Status of Animals in Funerary Rituals of Founders and Users of Ceremonial Centres of the Yampil Barrow Cemetery Complex(4th/3rd-2nd Millenium BC). A Zooarchaeological Perspective

Autor: Marciniak, Arkadiusz, Yanish, Yevheniya Y., Zhuravlov, Oleh, Kośko, Aleksander, Włodarczak, Piotr, Żurkiewicz, Danuta Ż
Zdroj: Baltic-Pontic Studies; June 2017, Vol. 22 Issue: 1 p191-225, 35p
Abstrakt: This study discusses the issue of ‘animal deposits’ in funerary practices of early barrow communities settling the Black Sea steppe and forest-steppe in the 4rd/3nd-2nd millennium.
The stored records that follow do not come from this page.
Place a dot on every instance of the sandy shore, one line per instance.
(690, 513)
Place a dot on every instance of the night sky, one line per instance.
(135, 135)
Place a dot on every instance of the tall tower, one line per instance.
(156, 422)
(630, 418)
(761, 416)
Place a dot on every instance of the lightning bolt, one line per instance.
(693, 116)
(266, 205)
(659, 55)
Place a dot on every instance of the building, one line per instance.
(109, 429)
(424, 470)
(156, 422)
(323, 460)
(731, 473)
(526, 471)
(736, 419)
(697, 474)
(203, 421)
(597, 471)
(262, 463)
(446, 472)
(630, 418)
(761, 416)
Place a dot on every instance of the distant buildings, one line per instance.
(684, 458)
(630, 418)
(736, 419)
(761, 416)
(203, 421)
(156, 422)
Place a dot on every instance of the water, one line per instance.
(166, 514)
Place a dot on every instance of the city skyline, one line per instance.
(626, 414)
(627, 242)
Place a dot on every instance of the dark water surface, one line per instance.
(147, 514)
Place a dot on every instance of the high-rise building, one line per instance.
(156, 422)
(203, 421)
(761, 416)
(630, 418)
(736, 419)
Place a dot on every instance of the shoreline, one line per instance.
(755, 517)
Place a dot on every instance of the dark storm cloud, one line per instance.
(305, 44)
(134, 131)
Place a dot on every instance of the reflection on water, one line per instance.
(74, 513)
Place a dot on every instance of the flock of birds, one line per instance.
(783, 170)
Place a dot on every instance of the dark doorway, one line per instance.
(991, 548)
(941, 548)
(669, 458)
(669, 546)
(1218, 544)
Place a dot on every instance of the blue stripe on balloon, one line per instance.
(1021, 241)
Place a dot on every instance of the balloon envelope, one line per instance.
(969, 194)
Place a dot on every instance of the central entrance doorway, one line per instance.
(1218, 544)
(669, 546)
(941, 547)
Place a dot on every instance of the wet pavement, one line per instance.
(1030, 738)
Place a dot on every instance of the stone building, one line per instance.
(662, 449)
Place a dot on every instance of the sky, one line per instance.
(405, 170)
The focus of analytical studies is directly on the Yampil Barrow Cemetery Complex situated along the left bank of the Dniester, between the Murafa and Markivka rivers, or what is the Yampil Region (Vinnitsa Oblast) now. The chorological system developed by N.Ya. Merpert in his “Yamnaya Cultural-Historical Area” places this area within the Southwestern Variant (between the Southern Bug and Danube rivers) as the Yampil (Podolia) territorial centre. From the perspective of the research programme exploring the ‘bio-cultural border land between the West and East of Europe’, the Yampil Barrow Cemetery Complex is of special scholarly interest because of its western most location on the Dniester route of exchange for cultural patterns developed by communities settling the drainage basins of the Black and Baltic seas. The investigations followed the excavations of 23 barrows between 1984 and 2014.